In the race to develop the world’s easiest Enterprise Java Bean (EJB), ObjectWeb has now thrown its hat in the ring. It has announced “EasyBeans,” a new open source project to provide what it calls a “pluggable and scalable container.”
Among its attributes, EasyBeans is supposed to be usable without an appserver.
EasyBeans are supported by the latest version of the JOnAS open source J2EE appserver. Admittedly, that’s a bit of an irony because JOnAS itself is built on the J2EE 1.4 specification, while EJB 3.0 is part of the successor version, Java EE 5.
Designed for integration to a web container, a reference implementation that integrates with Apache TomCat servlet container. Although EasyBeans are intended as a full EJB 3 implementation, it will also support alternative persistence (object/relational mapping, which is part of the EJB spec) frameworks such as Hibernate or Speedo, another ObjectWeb open source project.
In fact, EJB has become something of a free-for-all because earlier versions provide complex, difficult, and unpopular with the Java community. While EJB 3 was designed primarily to address those concerns, in the meantime, accessible open source alternatives have mounted plenty of competition for Java developer mindshare.
For instance, while Oracle has staked out a leading position as the first household name to offer EJB 3.0 support, BEA’s SolarMetric acquisition brought in Kodo, a persistence engine supporting EJB 3 and rival Java Data Object (JDO) programming models. Meanwhile, there’s Hibernate, an open source technology where JBoss has recruited some of its leading proponents.
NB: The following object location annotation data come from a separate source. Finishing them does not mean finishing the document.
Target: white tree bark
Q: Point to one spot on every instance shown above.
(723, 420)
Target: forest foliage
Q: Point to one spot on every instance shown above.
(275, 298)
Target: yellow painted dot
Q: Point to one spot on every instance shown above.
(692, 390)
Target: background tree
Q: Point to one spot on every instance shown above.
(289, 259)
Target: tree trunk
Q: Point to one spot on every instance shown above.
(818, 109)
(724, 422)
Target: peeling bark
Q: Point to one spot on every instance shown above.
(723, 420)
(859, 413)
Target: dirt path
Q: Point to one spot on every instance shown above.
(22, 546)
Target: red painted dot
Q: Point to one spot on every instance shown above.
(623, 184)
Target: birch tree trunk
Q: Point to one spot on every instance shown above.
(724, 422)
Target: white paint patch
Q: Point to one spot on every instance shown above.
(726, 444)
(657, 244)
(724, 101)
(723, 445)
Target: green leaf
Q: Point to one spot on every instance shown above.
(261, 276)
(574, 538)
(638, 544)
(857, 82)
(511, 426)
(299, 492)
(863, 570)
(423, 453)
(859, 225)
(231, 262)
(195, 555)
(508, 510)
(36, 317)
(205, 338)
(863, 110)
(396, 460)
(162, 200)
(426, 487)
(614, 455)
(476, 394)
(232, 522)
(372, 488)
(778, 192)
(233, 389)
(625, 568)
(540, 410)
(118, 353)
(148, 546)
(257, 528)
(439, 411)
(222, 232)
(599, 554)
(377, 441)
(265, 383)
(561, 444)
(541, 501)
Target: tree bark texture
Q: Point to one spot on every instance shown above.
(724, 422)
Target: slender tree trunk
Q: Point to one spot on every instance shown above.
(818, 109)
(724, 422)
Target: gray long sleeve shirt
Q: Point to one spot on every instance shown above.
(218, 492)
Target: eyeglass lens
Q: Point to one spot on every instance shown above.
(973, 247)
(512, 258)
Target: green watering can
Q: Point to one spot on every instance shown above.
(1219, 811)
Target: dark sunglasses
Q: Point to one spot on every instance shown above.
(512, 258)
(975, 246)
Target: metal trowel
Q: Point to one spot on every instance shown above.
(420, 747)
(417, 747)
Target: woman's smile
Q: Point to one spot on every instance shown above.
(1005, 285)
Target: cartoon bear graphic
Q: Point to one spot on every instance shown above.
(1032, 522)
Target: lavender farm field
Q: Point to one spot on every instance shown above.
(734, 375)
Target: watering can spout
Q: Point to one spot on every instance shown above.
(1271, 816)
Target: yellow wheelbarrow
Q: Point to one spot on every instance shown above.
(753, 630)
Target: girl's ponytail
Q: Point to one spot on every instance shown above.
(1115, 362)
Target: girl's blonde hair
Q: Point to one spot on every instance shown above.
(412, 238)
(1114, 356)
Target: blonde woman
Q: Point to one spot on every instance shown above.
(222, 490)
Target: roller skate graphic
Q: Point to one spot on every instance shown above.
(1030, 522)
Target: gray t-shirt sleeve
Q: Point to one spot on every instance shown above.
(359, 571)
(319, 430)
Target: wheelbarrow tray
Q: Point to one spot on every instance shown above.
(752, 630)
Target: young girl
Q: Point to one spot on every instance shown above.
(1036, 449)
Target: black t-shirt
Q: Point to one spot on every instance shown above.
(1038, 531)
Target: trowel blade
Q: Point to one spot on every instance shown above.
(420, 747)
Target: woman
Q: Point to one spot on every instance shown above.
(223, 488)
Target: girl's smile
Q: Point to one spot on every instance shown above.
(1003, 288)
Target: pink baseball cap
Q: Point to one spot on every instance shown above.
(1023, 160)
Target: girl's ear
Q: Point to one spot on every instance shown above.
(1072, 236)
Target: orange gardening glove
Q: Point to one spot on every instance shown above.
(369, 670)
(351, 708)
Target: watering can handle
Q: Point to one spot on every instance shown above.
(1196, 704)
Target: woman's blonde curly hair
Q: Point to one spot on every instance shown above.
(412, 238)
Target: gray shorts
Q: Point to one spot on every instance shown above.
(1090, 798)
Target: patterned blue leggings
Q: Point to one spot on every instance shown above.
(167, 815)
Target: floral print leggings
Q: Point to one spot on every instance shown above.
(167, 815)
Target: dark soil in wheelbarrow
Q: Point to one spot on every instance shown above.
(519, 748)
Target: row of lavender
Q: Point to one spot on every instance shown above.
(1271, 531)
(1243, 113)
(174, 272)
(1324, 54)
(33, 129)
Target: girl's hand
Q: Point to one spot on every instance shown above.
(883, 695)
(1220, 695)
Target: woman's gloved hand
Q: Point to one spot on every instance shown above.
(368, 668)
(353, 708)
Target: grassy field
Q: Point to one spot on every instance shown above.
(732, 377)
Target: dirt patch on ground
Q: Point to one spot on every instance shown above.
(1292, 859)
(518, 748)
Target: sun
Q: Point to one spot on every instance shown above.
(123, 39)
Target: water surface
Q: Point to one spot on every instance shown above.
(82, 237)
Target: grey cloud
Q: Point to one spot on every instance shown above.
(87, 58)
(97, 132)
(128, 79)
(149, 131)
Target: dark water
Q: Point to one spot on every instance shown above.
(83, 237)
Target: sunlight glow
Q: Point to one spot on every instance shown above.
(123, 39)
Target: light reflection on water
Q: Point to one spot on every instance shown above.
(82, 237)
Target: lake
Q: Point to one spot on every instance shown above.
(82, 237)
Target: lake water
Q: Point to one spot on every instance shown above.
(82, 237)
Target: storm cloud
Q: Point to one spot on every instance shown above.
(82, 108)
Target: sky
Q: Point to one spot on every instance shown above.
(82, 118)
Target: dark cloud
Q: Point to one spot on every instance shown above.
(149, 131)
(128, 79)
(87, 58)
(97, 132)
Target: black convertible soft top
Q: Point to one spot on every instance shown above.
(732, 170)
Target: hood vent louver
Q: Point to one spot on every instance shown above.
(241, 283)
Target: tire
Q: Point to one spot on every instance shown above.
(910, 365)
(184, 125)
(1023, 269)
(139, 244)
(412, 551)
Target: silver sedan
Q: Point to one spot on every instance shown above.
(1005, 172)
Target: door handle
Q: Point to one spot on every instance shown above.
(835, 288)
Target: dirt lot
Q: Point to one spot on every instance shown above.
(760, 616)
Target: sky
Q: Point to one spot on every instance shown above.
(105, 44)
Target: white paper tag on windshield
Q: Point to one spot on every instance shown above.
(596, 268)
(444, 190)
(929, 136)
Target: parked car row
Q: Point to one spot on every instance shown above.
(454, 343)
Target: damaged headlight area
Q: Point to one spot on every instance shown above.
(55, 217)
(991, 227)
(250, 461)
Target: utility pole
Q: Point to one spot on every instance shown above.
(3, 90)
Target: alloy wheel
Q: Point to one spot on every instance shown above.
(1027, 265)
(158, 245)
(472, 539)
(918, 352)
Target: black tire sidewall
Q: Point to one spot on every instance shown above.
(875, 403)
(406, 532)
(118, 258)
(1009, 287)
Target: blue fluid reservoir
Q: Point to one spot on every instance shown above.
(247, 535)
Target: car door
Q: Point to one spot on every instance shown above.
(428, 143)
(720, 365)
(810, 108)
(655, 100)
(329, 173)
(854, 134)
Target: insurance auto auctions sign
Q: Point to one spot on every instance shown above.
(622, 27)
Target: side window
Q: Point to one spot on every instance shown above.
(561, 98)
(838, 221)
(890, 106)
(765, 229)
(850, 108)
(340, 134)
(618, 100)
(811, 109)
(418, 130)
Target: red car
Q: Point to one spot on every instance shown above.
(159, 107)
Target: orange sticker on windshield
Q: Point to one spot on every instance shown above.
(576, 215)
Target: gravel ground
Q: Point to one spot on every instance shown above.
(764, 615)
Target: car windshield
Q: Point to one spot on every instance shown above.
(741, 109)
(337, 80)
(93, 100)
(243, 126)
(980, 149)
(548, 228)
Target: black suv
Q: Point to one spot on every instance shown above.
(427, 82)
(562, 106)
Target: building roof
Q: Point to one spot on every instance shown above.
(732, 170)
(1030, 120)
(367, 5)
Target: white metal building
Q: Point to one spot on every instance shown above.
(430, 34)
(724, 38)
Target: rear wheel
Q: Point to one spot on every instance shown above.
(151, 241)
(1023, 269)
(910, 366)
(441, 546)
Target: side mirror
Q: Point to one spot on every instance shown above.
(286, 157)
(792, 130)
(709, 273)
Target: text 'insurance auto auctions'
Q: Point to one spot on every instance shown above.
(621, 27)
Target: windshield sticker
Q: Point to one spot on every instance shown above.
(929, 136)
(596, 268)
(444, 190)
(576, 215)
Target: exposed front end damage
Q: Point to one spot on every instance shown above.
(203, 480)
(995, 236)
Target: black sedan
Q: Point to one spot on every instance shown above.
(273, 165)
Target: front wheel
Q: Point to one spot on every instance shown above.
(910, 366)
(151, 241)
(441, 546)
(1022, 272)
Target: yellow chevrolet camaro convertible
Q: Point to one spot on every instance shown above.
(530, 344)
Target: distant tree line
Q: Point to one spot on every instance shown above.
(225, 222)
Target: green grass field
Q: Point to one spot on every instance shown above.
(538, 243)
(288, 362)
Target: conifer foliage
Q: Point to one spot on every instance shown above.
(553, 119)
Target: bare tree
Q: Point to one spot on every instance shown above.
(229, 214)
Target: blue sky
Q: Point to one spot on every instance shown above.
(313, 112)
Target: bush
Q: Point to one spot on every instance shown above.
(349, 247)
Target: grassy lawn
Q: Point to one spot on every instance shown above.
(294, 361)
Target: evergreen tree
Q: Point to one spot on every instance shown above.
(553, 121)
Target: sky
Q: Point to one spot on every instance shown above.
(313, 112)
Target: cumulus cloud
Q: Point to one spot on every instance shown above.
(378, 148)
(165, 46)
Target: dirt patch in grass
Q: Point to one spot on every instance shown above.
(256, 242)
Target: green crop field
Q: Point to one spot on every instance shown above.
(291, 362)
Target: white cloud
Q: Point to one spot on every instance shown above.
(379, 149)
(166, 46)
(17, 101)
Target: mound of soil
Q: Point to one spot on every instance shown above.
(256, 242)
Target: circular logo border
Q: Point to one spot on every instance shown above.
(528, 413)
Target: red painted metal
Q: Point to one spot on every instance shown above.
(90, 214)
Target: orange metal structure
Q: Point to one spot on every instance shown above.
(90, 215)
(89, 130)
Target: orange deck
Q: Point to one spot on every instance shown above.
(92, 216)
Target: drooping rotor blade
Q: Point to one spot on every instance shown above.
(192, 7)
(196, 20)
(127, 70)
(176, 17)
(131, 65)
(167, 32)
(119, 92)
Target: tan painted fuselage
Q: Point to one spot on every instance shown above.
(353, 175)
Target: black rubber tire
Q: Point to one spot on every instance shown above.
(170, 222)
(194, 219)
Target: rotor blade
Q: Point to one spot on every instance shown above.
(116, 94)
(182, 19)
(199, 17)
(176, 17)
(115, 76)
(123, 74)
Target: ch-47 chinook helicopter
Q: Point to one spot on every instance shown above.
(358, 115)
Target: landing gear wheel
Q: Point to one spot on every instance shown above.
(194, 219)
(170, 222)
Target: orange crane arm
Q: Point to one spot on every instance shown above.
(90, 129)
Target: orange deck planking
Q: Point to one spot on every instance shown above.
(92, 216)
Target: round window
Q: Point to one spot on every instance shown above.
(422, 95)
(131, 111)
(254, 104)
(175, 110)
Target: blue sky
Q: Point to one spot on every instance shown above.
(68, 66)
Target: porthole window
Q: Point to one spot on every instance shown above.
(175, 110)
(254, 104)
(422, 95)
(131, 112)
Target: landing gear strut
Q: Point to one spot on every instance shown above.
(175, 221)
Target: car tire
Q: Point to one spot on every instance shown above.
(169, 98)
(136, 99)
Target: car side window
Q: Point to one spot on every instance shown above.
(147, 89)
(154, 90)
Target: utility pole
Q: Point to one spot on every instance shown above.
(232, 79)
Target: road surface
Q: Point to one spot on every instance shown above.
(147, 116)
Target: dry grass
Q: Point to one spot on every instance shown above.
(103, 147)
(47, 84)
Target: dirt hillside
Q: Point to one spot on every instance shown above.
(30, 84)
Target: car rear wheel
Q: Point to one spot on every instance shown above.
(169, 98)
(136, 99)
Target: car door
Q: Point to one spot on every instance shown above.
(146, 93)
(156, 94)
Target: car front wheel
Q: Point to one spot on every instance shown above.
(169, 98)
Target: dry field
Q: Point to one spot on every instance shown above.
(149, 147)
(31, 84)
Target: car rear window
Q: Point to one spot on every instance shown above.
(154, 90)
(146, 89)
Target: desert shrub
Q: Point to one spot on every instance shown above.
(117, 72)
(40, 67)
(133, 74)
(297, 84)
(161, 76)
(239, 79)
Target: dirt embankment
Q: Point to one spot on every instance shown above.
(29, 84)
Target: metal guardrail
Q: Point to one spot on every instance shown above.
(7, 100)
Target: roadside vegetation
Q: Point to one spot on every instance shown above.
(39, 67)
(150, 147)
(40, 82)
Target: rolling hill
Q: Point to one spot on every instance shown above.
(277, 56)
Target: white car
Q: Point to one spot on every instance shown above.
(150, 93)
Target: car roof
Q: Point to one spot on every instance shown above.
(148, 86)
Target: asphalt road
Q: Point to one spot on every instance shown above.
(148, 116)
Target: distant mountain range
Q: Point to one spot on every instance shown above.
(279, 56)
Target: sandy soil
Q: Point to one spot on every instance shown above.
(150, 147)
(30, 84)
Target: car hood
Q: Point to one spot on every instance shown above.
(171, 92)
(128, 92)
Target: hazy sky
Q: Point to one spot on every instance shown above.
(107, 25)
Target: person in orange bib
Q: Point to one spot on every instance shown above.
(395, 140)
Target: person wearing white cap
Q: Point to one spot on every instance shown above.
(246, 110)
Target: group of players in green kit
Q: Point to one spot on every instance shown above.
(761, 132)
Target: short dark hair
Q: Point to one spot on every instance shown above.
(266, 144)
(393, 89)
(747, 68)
According to project lead Florent Benoit, the goal here is to provide a simpler onramp to EJB 3 that will allow bits and pieces of popular alternatives to plug in. For instance, EasyBeans will support Hibernate’s Entity Manager or Spring, even though they are not EJB 3-compliant.
As part of that, it will support deployment without an appserver. Sometimes you don’t need the full Java EE stack, said Benoit. For instance, EasyBeans could stand alone if you deploy it inside a servlet container, web service, or an adapter that is JCA (Java Connector Architecture) compliant. This is easier because you are using a small and modular object, he added.
To prove its point, ObjectWeb plans to make a reference implementation embedded inside a TomCat servlet container available soon. EasyBeans is available now under the LGPL open source license.